Yumi then took off my glasses with both hands and kept them back in their box in her bag as I asked what that was. “Connection. Come on, let’s keep going, we got more to find.” “Oh yes, and remember to drink up, it’s hot.” Her voice changes midway as she smiles at the last sentence. There are times when she turns into a different person. When I recall her memories, I feel encouraged. Does she still remember that time when we were seven when she lost her hat, and we looked for it together and found it in the bush? I want her to be safe and healthy. Let her write the life she wants with a cute bunny pen she will buy from a gift shop. On that pen, a little bunny will hold a leaf as an umbrella like how she would shelter herself from the sun. I make a promise to myself that I will bring her to the paradise as well.
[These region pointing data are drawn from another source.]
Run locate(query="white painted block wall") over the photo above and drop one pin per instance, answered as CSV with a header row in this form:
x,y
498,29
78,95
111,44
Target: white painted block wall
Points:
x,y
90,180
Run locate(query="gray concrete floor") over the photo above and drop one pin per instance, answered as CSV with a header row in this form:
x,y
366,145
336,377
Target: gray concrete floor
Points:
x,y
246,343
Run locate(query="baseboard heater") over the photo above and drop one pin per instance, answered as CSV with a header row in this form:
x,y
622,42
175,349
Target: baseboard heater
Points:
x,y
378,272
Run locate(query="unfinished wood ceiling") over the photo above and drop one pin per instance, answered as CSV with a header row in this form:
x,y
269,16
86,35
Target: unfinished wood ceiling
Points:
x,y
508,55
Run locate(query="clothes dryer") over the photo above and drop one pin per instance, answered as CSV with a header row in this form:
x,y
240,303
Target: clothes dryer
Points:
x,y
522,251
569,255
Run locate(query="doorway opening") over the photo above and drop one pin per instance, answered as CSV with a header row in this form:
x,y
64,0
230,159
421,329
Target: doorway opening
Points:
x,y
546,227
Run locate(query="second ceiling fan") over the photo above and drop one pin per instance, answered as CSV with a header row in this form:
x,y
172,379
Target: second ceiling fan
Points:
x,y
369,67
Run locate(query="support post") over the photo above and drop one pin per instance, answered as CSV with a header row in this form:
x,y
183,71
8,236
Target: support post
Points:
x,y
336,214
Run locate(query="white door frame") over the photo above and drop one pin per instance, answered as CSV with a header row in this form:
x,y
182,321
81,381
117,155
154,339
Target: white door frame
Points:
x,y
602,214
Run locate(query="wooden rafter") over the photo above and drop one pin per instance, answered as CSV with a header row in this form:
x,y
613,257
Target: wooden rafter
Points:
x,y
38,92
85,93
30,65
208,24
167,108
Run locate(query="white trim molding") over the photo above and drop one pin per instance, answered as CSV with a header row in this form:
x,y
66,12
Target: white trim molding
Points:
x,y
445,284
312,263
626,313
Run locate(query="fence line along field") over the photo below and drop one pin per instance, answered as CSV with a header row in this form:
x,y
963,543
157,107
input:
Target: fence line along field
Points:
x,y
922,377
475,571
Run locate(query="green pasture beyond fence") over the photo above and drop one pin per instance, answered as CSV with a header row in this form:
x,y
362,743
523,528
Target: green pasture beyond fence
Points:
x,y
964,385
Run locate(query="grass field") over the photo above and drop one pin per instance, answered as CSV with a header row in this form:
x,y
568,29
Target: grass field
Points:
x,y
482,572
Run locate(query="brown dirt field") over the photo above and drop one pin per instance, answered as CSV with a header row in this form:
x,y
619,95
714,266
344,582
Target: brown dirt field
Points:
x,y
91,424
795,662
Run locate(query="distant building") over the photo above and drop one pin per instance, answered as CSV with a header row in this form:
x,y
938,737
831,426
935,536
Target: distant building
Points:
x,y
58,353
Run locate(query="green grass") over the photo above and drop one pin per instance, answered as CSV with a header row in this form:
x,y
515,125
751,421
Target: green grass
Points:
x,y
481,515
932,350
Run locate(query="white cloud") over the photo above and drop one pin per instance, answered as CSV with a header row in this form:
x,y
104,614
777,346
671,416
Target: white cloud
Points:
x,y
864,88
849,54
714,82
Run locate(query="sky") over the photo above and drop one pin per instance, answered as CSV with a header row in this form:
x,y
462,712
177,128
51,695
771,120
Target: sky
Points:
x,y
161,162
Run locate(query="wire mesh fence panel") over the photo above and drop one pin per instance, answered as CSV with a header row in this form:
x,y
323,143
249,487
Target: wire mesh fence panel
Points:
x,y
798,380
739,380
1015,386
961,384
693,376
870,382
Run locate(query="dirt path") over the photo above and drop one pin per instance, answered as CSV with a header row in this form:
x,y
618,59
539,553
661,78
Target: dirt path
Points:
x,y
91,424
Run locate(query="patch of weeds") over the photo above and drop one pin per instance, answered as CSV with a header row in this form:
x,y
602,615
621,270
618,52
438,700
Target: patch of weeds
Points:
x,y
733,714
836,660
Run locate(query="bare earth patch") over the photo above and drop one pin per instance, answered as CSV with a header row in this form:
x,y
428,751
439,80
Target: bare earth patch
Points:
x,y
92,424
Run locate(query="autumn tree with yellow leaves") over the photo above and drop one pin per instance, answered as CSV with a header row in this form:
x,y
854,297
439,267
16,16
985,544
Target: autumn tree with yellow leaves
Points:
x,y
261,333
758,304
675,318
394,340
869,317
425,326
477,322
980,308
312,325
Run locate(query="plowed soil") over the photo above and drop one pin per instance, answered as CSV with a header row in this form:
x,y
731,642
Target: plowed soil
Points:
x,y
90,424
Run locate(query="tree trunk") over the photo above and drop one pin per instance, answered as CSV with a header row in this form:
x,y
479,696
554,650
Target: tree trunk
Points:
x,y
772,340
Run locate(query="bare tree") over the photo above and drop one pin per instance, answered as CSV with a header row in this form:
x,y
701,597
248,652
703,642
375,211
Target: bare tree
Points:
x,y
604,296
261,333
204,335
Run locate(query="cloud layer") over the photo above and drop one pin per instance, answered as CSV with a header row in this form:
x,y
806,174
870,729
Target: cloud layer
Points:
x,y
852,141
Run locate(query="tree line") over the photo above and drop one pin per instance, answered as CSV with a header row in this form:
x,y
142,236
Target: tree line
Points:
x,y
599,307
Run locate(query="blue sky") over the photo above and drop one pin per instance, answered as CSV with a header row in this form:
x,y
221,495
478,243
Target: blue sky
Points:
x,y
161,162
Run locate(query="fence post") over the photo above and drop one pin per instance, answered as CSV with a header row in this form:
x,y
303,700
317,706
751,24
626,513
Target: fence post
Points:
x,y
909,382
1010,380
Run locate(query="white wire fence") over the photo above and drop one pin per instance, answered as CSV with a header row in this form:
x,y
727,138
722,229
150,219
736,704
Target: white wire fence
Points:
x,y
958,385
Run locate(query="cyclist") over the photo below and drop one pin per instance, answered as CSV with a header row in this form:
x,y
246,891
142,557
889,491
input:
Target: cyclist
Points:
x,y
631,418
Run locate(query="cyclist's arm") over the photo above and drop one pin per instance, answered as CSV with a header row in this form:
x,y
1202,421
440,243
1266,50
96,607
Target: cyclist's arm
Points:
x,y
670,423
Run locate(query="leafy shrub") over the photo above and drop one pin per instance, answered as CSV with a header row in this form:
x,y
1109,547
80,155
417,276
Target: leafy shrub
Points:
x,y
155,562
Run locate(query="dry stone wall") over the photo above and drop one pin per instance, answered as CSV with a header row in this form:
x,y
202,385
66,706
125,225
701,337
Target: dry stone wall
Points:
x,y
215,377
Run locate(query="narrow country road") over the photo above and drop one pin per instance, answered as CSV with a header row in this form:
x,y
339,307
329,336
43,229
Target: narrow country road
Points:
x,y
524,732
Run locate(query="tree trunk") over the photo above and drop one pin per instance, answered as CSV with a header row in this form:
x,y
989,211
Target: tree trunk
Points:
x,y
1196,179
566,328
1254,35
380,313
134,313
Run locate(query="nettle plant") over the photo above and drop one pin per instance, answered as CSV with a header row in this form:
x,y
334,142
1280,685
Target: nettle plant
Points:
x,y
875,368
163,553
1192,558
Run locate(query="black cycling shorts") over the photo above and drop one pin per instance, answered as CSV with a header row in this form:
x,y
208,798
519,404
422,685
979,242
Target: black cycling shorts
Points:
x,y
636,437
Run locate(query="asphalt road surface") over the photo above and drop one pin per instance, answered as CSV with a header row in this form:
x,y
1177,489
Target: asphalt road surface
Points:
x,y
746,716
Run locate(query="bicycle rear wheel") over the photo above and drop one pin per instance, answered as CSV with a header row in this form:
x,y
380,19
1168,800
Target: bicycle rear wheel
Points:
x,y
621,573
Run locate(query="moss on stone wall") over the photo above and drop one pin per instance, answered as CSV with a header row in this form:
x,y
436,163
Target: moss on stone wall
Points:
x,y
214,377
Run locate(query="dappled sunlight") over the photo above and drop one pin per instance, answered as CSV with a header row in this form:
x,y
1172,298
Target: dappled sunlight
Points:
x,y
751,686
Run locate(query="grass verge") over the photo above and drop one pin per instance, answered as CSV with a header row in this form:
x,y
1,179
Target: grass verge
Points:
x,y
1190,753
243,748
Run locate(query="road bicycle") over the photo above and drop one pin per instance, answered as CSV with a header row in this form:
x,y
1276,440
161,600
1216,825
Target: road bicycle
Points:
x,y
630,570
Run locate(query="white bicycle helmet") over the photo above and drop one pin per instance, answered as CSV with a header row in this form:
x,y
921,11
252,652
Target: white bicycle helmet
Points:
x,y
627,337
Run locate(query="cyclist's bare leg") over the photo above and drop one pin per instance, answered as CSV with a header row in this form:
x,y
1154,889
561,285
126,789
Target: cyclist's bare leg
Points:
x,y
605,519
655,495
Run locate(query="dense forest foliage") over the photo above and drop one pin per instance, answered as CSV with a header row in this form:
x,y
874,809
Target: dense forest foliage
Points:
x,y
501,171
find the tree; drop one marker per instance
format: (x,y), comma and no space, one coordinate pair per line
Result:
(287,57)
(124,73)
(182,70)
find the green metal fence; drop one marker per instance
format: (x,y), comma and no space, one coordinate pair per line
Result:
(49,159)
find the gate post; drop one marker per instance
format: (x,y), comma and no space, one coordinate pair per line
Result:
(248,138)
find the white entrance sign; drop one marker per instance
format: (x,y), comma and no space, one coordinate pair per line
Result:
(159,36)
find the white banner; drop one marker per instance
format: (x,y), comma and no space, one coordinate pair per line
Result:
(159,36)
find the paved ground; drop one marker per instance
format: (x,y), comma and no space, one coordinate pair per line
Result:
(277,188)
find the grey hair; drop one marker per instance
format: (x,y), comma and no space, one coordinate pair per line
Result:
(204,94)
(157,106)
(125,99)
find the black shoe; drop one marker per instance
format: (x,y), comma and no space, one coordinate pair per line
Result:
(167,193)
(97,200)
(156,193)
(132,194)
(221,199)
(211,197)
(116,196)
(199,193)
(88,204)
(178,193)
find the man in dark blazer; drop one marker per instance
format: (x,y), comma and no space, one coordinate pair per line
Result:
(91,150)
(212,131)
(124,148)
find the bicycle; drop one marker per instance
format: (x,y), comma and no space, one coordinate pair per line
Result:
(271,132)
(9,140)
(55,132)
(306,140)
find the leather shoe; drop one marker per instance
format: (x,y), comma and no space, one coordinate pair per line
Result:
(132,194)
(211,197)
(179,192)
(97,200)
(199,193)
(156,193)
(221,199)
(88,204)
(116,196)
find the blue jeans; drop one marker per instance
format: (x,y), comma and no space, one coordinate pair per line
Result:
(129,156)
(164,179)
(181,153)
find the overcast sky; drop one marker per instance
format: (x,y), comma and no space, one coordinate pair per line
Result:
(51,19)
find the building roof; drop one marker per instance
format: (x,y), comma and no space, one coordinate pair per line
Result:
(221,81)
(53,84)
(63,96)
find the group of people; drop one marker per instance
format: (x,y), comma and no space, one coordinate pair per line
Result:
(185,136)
And Chase too.
About half an hour later, we stumble into an old village within the forest. Hurdling over abandoned, collapsed towers, I saw shards of glass and remains of industrial foundations. “What happened to this place?” I asked. “It was left behind. People don’t like the taste of vegetables and rather eat Mac burgers.” “What are those? Oh, sorry you didn’t know, it’s a dish from before.” “Do you know if there are other towns here?” “Apparently there were. In fact, they were so big that they were called megacities. They spanned from one end of a country to another.” “But what happened to them? They got too ambitious. And a little too clever for their own good. Now they are gone.”
“I am asking this once more. How do you always know so much?”
“My father used to tell me a lot. What things were like before I was born, and what his father told him, and the father before that, and so on. That’s how I found the place up above.”
The two of us continue walking alone in the forest, along the rusted, overgrown steel that was nailed to the decayed and softened wooden fibers. Blankets of moss layer over the tracks while roots clung beneath the metal. The rails wound around the hills that we diligently follow. Only when we ascended high enough, that I realize that we are the only major town in the area for a long distance. There is a trail of smoke stringing from the town’s main factory.
At about a third of the way up the hill, we come across an old train carriage. The blue waves on either side are no longer vibrant, having been dampened by the earth’s marching of time. The door complains but still gives way as we find ourselves inside the relic of a time long ago. Through the remote specks of dust suspended by the sun, at the last seat is the hand grip of something stuffed inside the train.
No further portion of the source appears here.